Series veteran Joey Logano won on the temporary quarter-mile track at the L.A. Memorial Coliseum in the much-talked about preseason exhibition race that kicked off the Next Gen era.
Rookie Austin Cindric, one of Logano’s Team Penske teammates, surprised many with a steady drive to victory in The Great American Race at Daytona Int’l Speedway.
Consecutive West Coast stops at California’s Auto Club Speedway, Las Vegas Motor Speedway and Phoenix Raceway provided non-stop action as Hendrick Motorsports, with reigning series champion Kyle Larson and Alex Bowman, claimed victories at the two-mile Fontana, Calif., track and in Sin City.
That set the stage for Chase Briscoe to drive the familiar Stewart-Haas Racing No. 14 Ford to victory at Phoenix. It was Briscoe’s first Cup Series triumph, and a historic one at that. Briscoe, the 2016 ARCA Menards Series champion with a sprint car racing background, won nine NASCAR Xfinity Series races in 2020 but struggled through his rookie campaign in the Cup Series last year.
Briscoe held off a valiant charge from a pair of rising Cup Series stars—Ross Chastain and Tyler Reddick—to become the 200th driver to win a Cup Series race. And he did it on a day when his boss, team co-owner Tony Stewart, also collected his first NHRA Camping World Drag Racing Series triumph, courtesy of Funny Car pilot Matt Hagan during the prestigious Gatornationals.
Jim Roper won the inaugural NASCAR Strictly Stock race at Charlotte (N.C.) Speedway, a three-quarter-mile dirt track, on June 7, 1949. It was his only Cup Series victory. Roper is one of 66 drivers at this writing with a single series victory.
Another driver with only one Cup Series triumph on his résumé is Formula 1 world champion and Indy 500 winner Mario Andretti. Andretti’s lone victory in the series came in the 1967 Daytona 500 at Daytona Int’l Speedway. Andretti, who drove a Holman Moody Ford that day, was also the 100th driver to visit victory lane in the Cup Series.
Geoffrey Bodine was the 125th different winner in the series with Joe Nemechek the 150th winner, while Brad Keselowski’s wild victory at Talladega (Ala.) Superspeedway while driving for James Finch and Phoenix Racing made him the 175th driver with a Cup Series trophy.
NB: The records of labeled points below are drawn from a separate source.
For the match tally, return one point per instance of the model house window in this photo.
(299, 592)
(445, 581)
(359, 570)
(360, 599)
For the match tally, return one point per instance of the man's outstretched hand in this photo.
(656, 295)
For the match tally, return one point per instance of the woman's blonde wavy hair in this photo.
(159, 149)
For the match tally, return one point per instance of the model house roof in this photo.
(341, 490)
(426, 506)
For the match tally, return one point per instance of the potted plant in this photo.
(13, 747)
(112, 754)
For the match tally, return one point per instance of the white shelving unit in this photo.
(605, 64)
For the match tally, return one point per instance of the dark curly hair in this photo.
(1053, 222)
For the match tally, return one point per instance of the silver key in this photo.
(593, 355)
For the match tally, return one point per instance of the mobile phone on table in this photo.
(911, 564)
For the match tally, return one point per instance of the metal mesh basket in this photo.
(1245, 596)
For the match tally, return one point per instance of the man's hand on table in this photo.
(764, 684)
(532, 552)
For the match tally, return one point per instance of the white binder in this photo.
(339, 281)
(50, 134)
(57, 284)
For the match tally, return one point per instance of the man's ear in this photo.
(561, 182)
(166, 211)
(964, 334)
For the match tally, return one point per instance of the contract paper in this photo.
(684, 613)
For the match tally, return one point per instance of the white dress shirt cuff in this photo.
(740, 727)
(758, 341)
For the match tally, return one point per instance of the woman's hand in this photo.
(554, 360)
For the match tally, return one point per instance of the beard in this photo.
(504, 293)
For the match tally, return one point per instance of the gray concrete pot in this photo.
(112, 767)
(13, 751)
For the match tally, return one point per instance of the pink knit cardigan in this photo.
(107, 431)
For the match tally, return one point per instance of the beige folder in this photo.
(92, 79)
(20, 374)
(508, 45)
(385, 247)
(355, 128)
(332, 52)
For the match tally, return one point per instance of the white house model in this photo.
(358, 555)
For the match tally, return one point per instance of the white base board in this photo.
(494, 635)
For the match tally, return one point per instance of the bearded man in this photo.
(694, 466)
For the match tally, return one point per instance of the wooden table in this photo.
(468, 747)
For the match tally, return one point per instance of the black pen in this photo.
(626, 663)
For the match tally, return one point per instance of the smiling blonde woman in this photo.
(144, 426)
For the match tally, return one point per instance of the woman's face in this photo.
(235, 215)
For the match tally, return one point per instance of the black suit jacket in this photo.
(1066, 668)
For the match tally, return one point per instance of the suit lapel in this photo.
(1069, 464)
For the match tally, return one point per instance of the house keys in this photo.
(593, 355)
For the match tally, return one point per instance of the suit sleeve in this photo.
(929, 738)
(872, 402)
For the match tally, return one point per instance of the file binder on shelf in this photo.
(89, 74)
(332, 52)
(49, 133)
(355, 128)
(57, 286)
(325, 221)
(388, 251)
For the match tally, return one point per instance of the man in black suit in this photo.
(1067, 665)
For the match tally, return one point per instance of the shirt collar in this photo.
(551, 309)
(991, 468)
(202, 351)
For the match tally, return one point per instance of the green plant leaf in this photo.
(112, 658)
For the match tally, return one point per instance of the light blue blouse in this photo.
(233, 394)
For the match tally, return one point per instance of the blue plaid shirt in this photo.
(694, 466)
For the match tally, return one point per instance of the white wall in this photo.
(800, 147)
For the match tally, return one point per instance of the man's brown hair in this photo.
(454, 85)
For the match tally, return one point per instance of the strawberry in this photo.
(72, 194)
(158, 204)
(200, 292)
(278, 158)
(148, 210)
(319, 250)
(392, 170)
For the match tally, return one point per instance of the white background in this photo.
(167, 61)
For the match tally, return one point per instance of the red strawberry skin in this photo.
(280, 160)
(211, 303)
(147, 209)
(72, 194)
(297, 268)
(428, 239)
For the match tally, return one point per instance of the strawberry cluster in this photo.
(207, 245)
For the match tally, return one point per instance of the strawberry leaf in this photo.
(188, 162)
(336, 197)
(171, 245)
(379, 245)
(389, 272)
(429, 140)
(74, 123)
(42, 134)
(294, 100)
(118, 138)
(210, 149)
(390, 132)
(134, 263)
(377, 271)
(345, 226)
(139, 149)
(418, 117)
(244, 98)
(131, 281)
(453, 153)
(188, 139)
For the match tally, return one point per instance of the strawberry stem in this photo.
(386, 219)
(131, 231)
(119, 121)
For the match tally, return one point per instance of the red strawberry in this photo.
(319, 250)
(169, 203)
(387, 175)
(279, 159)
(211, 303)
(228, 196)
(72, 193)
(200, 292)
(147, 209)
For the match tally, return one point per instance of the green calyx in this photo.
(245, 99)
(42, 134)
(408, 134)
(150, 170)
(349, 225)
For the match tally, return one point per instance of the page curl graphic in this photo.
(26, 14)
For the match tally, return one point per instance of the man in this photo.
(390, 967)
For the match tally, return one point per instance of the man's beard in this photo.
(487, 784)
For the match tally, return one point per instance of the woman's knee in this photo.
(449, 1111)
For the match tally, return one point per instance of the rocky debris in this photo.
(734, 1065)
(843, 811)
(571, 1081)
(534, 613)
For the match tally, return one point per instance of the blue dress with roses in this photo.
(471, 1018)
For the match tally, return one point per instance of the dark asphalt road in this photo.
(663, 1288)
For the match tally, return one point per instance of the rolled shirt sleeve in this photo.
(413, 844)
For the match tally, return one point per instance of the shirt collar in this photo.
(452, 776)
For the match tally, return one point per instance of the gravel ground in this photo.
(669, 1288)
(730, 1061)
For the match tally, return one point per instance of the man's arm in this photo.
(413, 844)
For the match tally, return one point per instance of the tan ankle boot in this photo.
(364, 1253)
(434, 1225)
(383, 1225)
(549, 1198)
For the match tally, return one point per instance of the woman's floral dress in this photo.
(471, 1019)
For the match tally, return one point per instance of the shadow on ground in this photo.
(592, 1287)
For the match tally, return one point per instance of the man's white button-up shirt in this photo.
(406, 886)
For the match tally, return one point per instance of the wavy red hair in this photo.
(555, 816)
Richard Petty tops the list with 200 victories, while David Pearson (105), Jeff Gordon (93), Bobby Allison (84) and Darrell Waltrip (84) round out the top five.
Kyle Busch is the active leader with 59 Cup Series victories, which puts him ninth the list of all-time winners—one victory ahead of Kevin Harvick. But if the early part of the season is any indication, it seems unlikely that Cindric and Briscoe will be the only first-time winners in the series this season.
Cindric (23), Larson (29), Bowman (28) and Briscoe (27) are all under the age of 30. Reddick (26), Chastain (29) and Daniel Suarez (30) are among the candidates to break into victory lane before this season is over.
Now one of the elder statesmen of the series, Harvick, 46, achieved another impressive stat with his sixth-place finish at Phoenix Raceway. It was his 18th consecutive top-10 finish at the one-mile oval, tying the record shared by Richard Petty and Dale Earnhardt for most consecutive top-10 finishes at a single track.